Me: Om, nom, nom.  Crunch. Gulp.

Bean Dip:  That’s right.  Cause you don’t used reduced fat nothing.  Keep eating, chunk-o.

Me:  Well, I’m full, sooo…

BD:  Noooooo!

So I put it away in the fridge because for some reason I have a refrigerator that presumably keeps things cold and out of the food-poisoning temperature zone.  At least that’s what I thought.

So the next day, I have the munchies and who do I see?  My old friend, Bean Dip.

Me: Hey, BD.  I’m so happy to see you!

BD: Oh really.  Is that why I’ve been in there kickin it with Milk and Riesling?  I’ve seen you hang out with Riesling twice since the last time we talked.

Me:  Oh, well, I’ve been really busy and stressed out lately, so…

BD:  Whatever.  You’re here now. (strange laughter)

You guys.  This is important.  Never mess with a bean dip scorned.

Bean Dip woke me up at five a.m. with a punch to the gut.  And then another.  Tears were streaming out of my eyes, but I couldn’t move out of the fetal position.

Jean Claude Van Damme IS Bean Dip.
Jean Claude Van Damme IS Bean Dip.

Then Bean Dip apparently had been talking bad about me to my friends, Stomach and Colon, who passed the word on to a gang of their friends, aka the Digestive System.  So now, they are all pissed off at me.

I tried to placate Stomach with gifts.  Small ones, at first, like crackers.  She just threw them right in the toilet, the ungrateful heifer.  Bean Dip is long gone, but seems to have left behind some friends to keep up the gut punches.

Colon just kept screaming over and over again.

The Digestive System gang refused to settle down.  They just kept fighting amongst themselves to see who could inflict the most pain on my body.

I tried everything.  I even prayed to their porcelain god, kneeling before her, crying and heaving.  I asked her why she liked seeing me suffer this way.  “WHY?” I sobbed.

She whispered, “Bean Dip was a good friend of mine.  Now you will pay.”

Wait a minute.  Now I will pay?  What was happening the last five hours?
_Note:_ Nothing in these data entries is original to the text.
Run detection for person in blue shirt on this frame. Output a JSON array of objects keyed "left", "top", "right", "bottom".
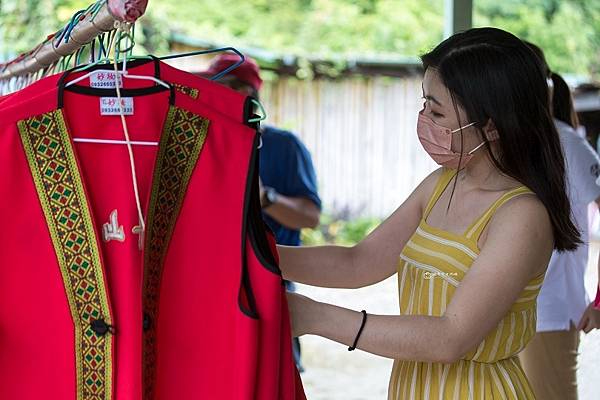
[{"left": 202, "top": 54, "right": 321, "bottom": 372}]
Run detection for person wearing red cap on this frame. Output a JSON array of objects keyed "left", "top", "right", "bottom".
[{"left": 202, "top": 53, "right": 321, "bottom": 371}]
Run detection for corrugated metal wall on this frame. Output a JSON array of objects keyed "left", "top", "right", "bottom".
[{"left": 261, "top": 76, "right": 435, "bottom": 217}]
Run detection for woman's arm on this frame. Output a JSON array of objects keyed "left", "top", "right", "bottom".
[
  {"left": 277, "top": 170, "right": 441, "bottom": 288},
  {"left": 288, "top": 196, "right": 553, "bottom": 363}
]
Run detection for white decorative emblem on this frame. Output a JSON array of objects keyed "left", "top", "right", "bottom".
[{"left": 102, "top": 210, "right": 125, "bottom": 242}]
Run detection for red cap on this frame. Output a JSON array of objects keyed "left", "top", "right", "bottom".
[{"left": 202, "top": 53, "right": 262, "bottom": 91}]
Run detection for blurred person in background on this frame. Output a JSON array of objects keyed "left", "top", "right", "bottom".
[
  {"left": 201, "top": 54, "right": 321, "bottom": 372},
  {"left": 520, "top": 43, "right": 600, "bottom": 400}
]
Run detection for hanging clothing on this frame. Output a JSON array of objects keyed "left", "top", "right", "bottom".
[
  {"left": 388, "top": 170, "right": 544, "bottom": 400},
  {"left": 0, "top": 61, "right": 304, "bottom": 400}
]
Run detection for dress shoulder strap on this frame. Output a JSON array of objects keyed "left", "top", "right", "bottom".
[
  {"left": 423, "top": 169, "right": 456, "bottom": 219},
  {"left": 465, "top": 186, "right": 533, "bottom": 240}
]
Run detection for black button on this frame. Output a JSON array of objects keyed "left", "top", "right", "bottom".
[
  {"left": 90, "top": 319, "right": 110, "bottom": 336},
  {"left": 142, "top": 313, "right": 152, "bottom": 332}
]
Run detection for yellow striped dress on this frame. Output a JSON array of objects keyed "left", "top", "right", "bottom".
[{"left": 388, "top": 170, "right": 544, "bottom": 400}]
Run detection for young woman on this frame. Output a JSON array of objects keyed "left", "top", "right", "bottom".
[{"left": 279, "top": 28, "right": 579, "bottom": 400}]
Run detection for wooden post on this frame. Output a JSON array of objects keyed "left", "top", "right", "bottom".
[{"left": 444, "top": 0, "right": 473, "bottom": 38}]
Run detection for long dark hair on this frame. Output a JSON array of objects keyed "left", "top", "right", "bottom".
[
  {"left": 523, "top": 40, "right": 579, "bottom": 129},
  {"left": 550, "top": 72, "right": 579, "bottom": 129},
  {"left": 421, "top": 28, "right": 581, "bottom": 251}
]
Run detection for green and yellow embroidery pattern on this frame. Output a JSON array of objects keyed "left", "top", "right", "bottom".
[
  {"left": 143, "top": 107, "right": 209, "bottom": 399},
  {"left": 18, "top": 110, "right": 112, "bottom": 400}
]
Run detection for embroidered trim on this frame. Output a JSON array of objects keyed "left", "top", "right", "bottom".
[
  {"left": 18, "top": 110, "right": 112, "bottom": 400},
  {"left": 143, "top": 107, "right": 209, "bottom": 399},
  {"left": 172, "top": 83, "right": 200, "bottom": 100}
]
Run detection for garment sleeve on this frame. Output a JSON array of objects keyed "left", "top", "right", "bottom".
[
  {"left": 564, "top": 132, "right": 600, "bottom": 204},
  {"left": 283, "top": 138, "right": 321, "bottom": 209}
]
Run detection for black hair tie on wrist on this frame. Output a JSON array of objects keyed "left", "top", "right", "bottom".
[{"left": 348, "top": 310, "right": 367, "bottom": 351}]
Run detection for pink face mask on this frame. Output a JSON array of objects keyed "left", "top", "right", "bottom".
[{"left": 417, "top": 111, "right": 497, "bottom": 169}]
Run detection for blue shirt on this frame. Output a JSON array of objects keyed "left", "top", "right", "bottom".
[{"left": 259, "top": 126, "right": 321, "bottom": 246}]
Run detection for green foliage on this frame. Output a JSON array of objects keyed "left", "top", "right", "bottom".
[
  {"left": 0, "top": 0, "right": 600, "bottom": 77},
  {"left": 302, "top": 213, "right": 381, "bottom": 246},
  {"left": 474, "top": 0, "right": 600, "bottom": 76}
]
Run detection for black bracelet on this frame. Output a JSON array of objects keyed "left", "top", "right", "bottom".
[{"left": 348, "top": 310, "right": 367, "bottom": 351}]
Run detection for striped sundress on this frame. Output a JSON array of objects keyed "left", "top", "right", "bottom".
[{"left": 388, "top": 170, "right": 544, "bottom": 400}]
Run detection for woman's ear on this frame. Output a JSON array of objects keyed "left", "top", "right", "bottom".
[{"left": 483, "top": 119, "right": 500, "bottom": 142}]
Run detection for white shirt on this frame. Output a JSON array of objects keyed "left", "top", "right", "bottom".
[{"left": 537, "top": 120, "right": 600, "bottom": 332}]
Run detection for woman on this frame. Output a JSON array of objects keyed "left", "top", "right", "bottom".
[
  {"left": 519, "top": 43, "right": 600, "bottom": 400},
  {"left": 279, "top": 28, "right": 579, "bottom": 399}
]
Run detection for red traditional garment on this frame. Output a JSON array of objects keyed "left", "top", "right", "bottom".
[{"left": 0, "top": 67, "right": 301, "bottom": 399}]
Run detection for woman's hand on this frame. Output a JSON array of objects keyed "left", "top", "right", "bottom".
[
  {"left": 577, "top": 302, "right": 600, "bottom": 333},
  {"left": 287, "top": 292, "right": 319, "bottom": 337}
]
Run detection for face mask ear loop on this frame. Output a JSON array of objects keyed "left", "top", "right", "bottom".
[{"left": 467, "top": 140, "right": 487, "bottom": 155}]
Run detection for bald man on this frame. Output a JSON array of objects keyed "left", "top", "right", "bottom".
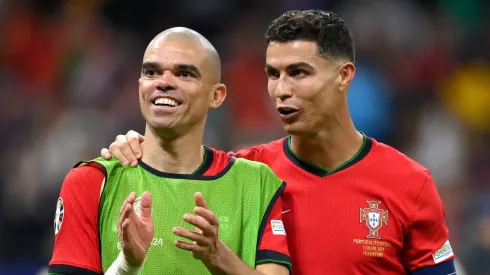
[{"left": 49, "top": 28, "right": 291, "bottom": 275}]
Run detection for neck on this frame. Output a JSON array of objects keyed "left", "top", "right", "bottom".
[
  {"left": 142, "top": 124, "right": 204, "bottom": 174},
  {"left": 291, "top": 110, "right": 364, "bottom": 171}
]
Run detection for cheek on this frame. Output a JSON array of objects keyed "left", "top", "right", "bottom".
[{"left": 267, "top": 80, "right": 277, "bottom": 100}]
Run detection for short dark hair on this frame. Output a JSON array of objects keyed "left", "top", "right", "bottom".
[{"left": 265, "top": 10, "right": 355, "bottom": 62}]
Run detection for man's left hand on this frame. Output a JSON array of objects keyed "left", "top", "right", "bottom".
[{"left": 173, "top": 192, "right": 227, "bottom": 265}]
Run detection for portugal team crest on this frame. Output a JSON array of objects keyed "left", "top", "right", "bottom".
[
  {"left": 54, "top": 197, "right": 65, "bottom": 235},
  {"left": 360, "top": 201, "right": 388, "bottom": 239}
]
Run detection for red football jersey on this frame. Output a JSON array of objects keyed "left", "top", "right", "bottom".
[
  {"left": 48, "top": 147, "right": 290, "bottom": 275},
  {"left": 236, "top": 137, "right": 454, "bottom": 275}
]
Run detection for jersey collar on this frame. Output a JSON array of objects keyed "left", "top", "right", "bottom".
[
  {"left": 139, "top": 145, "right": 214, "bottom": 178},
  {"left": 283, "top": 135, "right": 373, "bottom": 177}
]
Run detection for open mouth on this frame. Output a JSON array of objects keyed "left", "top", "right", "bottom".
[
  {"left": 277, "top": 107, "right": 299, "bottom": 116},
  {"left": 153, "top": 97, "right": 182, "bottom": 108}
]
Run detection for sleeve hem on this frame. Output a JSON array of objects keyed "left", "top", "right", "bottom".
[
  {"left": 48, "top": 264, "right": 102, "bottom": 275},
  {"left": 255, "top": 249, "right": 293, "bottom": 274}
]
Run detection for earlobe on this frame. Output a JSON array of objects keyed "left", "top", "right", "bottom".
[
  {"left": 339, "top": 62, "right": 356, "bottom": 88},
  {"left": 209, "top": 84, "right": 226, "bottom": 108}
]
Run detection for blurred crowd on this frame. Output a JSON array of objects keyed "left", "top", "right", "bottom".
[{"left": 0, "top": 0, "right": 490, "bottom": 274}]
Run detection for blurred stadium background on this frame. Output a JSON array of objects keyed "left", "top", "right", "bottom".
[{"left": 0, "top": 0, "right": 490, "bottom": 275}]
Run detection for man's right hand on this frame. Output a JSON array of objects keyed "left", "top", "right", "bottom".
[
  {"left": 117, "top": 192, "right": 155, "bottom": 267},
  {"left": 100, "top": 130, "right": 145, "bottom": 167}
]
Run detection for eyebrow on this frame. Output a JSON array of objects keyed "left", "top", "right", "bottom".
[
  {"left": 265, "top": 62, "right": 314, "bottom": 71},
  {"left": 141, "top": 61, "right": 202, "bottom": 78}
]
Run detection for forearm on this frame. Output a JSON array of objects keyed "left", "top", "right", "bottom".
[
  {"left": 104, "top": 252, "right": 143, "bottom": 275},
  {"left": 204, "top": 241, "right": 266, "bottom": 275}
]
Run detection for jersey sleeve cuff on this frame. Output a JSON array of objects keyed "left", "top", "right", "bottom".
[
  {"left": 255, "top": 249, "right": 293, "bottom": 274},
  {"left": 48, "top": 264, "right": 101, "bottom": 275}
]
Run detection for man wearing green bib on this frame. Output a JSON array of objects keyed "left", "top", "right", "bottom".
[{"left": 49, "top": 28, "right": 291, "bottom": 275}]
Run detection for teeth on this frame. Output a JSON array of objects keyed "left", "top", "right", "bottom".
[{"left": 155, "top": 98, "right": 178, "bottom": 107}]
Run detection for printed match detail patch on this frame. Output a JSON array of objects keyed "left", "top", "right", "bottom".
[
  {"left": 432, "top": 240, "right": 454, "bottom": 264},
  {"left": 54, "top": 197, "right": 65, "bottom": 236},
  {"left": 271, "top": 220, "right": 286, "bottom": 235}
]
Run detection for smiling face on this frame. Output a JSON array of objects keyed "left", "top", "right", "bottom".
[
  {"left": 139, "top": 36, "right": 226, "bottom": 135},
  {"left": 265, "top": 40, "right": 345, "bottom": 135}
]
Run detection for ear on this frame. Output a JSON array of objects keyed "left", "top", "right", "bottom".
[
  {"left": 209, "top": 83, "right": 226, "bottom": 109},
  {"left": 339, "top": 62, "right": 356, "bottom": 92}
]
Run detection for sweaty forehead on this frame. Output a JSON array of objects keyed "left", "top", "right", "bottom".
[
  {"left": 143, "top": 40, "right": 207, "bottom": 69},
  {"left": 266, "top": 40, "right": 325, "bottom": 69}
]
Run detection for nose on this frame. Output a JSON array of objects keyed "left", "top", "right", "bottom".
[
  {"left": 155, "top": 71, "right": 176, "bottom": 92},
  {"left": 275, "top": 77, "right": 293, "bottom": 101}
]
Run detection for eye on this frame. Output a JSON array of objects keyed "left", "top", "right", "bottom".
[
  {"left": 143, "top": 69, "right": 157, "bottom": 76},
  {"left": 265, "top": 71, "right": 279, "bottom": 79},
  {"left": 177, "top": 71, "right": 194, "bottom": 78},
  {"left": 289, "top": 69, "right": 307, "bottom": 77}
]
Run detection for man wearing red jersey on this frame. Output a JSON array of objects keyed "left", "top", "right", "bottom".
[{"left": 98, "top": 10, "right": 456, "bottom": 275}]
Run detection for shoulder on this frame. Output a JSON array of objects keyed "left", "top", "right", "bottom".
[
  {"left": 231, "top": 137, "right": 286, "bottom": 162},
  {"left": 63, "top": 162, "right": 105, "bottom": 186},
  {"left": 370, "top": 139, "right": 430, "bottom": 184}
]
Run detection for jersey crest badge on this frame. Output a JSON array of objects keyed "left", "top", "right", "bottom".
[
  {"left": 359, "top": 201, "right": 388, "bottom": 240},
  {"left": 54, "top": 197, "right": 65, "bottom": 236}
]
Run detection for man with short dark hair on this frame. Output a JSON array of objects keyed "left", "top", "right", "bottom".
[{"left": 102, "top": 10, "right": 455, "bottom": 275}]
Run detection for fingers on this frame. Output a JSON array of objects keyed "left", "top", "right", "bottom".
[
  {"left": 126, "top": 130, "right": 145, "bottom": 163},
  {"left": 174, "top": 240, "right": 206, "bottom": 253},
  {"left": 194, "top": 192, "right": 209, "bottom": 209},
  {"left": 140, "top": 191, "right": 152, "bottom": 218},
  {"left": 120, "top": 204, "right": 137, "bottom": 243},
  {"left": 184, "top": 214, "right": 218, "bottom": 236},
  {"left": 109, "top": 142, "right": 129, "bottom": 166},
  {"left": 100, "top": 148, "right": 112, "bottom": 160},
  {"left": 194, "top": 207, "right": 219, "bottom": 226},
  {"left": 172, "top": 227, "right": 211, "bottom": 245},
  {"left": 115, "top": 135, "right": 139, "bottom": 166},
  {"left": 119, "top": 192, "right": 136, "bottom": 218},
  {"left": 117, "top": 192, "right": 136, "bottom": 237}
]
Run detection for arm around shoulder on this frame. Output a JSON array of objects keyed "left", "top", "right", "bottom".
[{"left": 49, "top": 166, "right": 104, "bottom": 275}]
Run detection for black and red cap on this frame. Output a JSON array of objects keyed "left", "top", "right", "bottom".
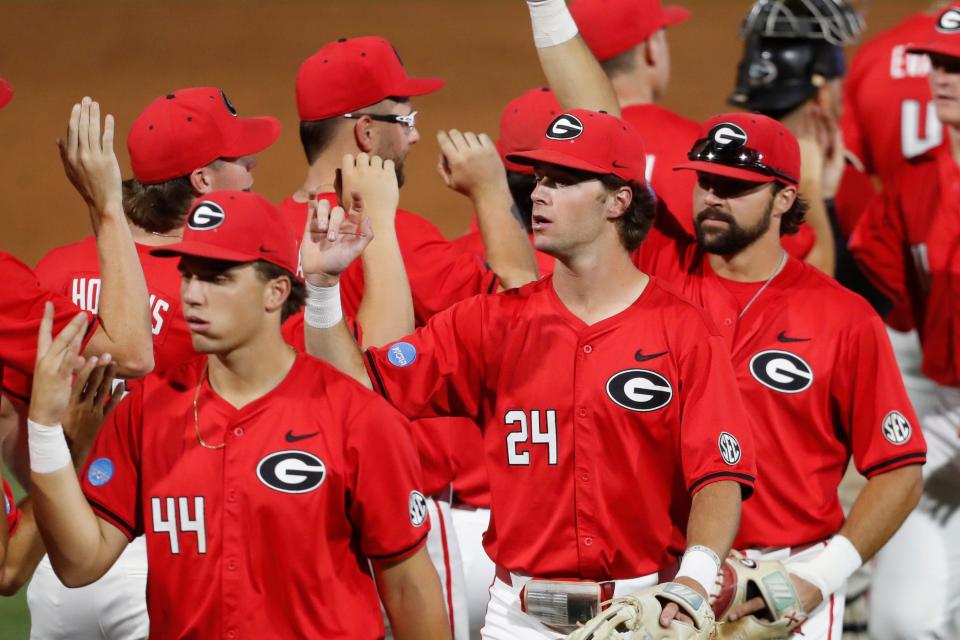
[
  {"left": 150, "top": 191, "right": 299, "bottom": 273},
  {"left": 673, "top": 113, "right": 800, "bottom": 186},
  {"left": 507, "top": 109, "right": 647, "bottom": 184},
  {"left": 127, "top": 87, "right": 280, "bottom": 184},
  {"left": 297, "top": 36, "right": 444, "bottom": 121}
]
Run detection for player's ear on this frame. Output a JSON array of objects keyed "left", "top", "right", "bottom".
[
  {"left": 607, "top": 185, "right": 633, "bottom": 220},
  {"left": 189, "top": 167, "right": 213, "bottom": 195},
  {"left": 263, "top": 276, "right": 291, "bottom": 313},
  {"left": 353, "top": 117, "right": 377, "bottom": 153}
]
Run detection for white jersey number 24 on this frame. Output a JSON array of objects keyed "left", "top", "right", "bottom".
[{"left": 503, "top": 409, "right": 557, "bottom": 466}]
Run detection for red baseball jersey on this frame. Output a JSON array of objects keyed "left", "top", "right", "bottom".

Obviously nothing, because Stomach taught me the true meaning of the words I have nothing left.

Fifteen days minutes later, I used my last bit of strength to throw myself into the shower, where I cried some more about Bean Dip’s cruelty and betrayal.

Clean, and but a husk of my former self, I army crawled from the bathroom into bed and passed out for several hours.

When I awoke, it was to the sound of the Big Man’s ringtone.

“Hey, you think you can go get the kids? And what’s for dinner?”

Seriously?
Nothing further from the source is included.